[delphizip] Re: Multi-threading

From: Eric.Engler@xxxxxxxxxxxxxx
To: delphizip@xxxxxxxxxxxxx
Date: Fri, 12 Apr 2002 16:01:12 -0400

>My application is not multi-threaded.
>Does Zipmaster/zipbuilder have any code to make it
>multi-threaded?

For a quick answer - no, the DLLs do not make an
application into a multi-threaded application. You
have to do that yourself.

I wrote up a paper about this multi-threading issue.
The good news is that there is no reliability problem
after all - the guy who made that web site just didn't
understand the subject very well.

I am NOT recommending that everyone should start using
Multi-threaded programs!  In fact, I have seen a lot of
problems with Multi-threaded code so I am not advising
you to use it unless you have a specific need to do that.

My paper is attached to this message!  It's not light
reading but I think I explain it better than Microsoft
does!

Eric

                 Multi-threaded DLLs

NOTE: This discussion is limited to the architecture used by
the Delphi Zip DLLs. This paper does NOT apply to all types
of DLLs. COM/DCOM DLLs have a more sophisticated model.

I am intentionally being very redundant here. I often say 
the same thing several different ways.

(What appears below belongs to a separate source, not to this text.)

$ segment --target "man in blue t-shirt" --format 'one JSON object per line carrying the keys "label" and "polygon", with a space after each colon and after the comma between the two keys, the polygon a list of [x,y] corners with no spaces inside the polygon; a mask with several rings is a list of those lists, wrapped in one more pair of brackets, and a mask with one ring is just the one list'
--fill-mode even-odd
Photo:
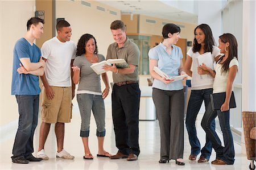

I do this in order
to ensure that you understand the material. This is a
confusing subject!

-    -    -    -    -    -    -   -   -   -   -   -   -

A "regular DLL" does not create any threads on it's own.
It is just a module that services requests made by an
application program. That application program might have
several threads of execution, so in that case each thread
might want to call a DLL function independantly.

A DLL normally allocates memory for it's local variables
within the process space of the program who called it (your
Delphi or BCB program). If several processes use the DLL
at the same time, each process uses it's own memory and
there is no conflict. As far as different processes are
concerned the DLLs are fully reentrant.

The DLL does not allocate any memory until you call a 
function that needs to have some memory. For example, the
functions to actually zip or unzip files need to allocate
memory when they are called. After the function is done
processing they free their memory and return to the caller.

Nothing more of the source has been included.